CS 346 (W23)
Toggle Dark/Light/Auto mode Toggle Dark/Light/Auto mode Toggle Dark/Light/Auto mode Back to homepage

Using Git

A Version Control Systems (VCS) is a software system designed to track changes to source code. It is meant to provide a canonical version of your project’s code and and other assets, and ensure that only desireable (and tested) changes are pushed into production. Common VCS systems include Mercurial (hg), Subversion (SVN), Perforce, and Microsoft Team Foundation Server. We’ll be using Git, a very popular VCS, in this course.

All VCS’s, including Git, let you take a snapshot of your source code at any given point in time. This example shows a project that starts with a single index.html file, adds about.html at a later time, and then finally makes some edits. The VCS tracks these changes, and provides functionality that we’ll discuss below.
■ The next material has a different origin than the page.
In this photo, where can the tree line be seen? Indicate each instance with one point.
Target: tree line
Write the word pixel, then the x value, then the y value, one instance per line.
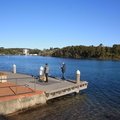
pixel 78 52
pixel 89 52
A basic workflow when using version control

https://www.git-tower.com/learn/git/ebook/en/desktop-gui/basics/what-is-version-control

Why use Version Control?

A VCS provides some major benefits:

  • History: a VCS provides a long-term history of every file1. This includes tracking when files were added, or deleted, and every change that you’ve made. Changes are grouped together, so you can look at (for instance) the set changes that introduced a feature.
  • Versions: the ability to version your code, and compare different versions. Did you break something? You can always unwind back to the “last good” change that was saved, or ever compare your current code with the previously working version to identify an issue.
  • Collaboration: a VCS provides the necessary capabilities for multiple people to work on the same code simultaneously, while keeping their changes isolated. You can create branches where your changes are separate from other ongoing changes, and the VCS can help you merge changes together once they’re tested.

Installing Git

Git binaries can be installed from the Git home page or through a package manager (e.g. Homebrew on Mac). Although there are graphical clients that you can install, Git is primarily a command-line tool. Commands are of the form: git <command>.

You’ll also want to make sure that the git executable (git or git.exe) is in your path.

Concepts

Version control is modeled around the concept of a changeset: a grouping of files that together represent a change to the system (e.g. a feature that you’ve implemented may impact multple source files). A VCS is designed to track changes to sets of files.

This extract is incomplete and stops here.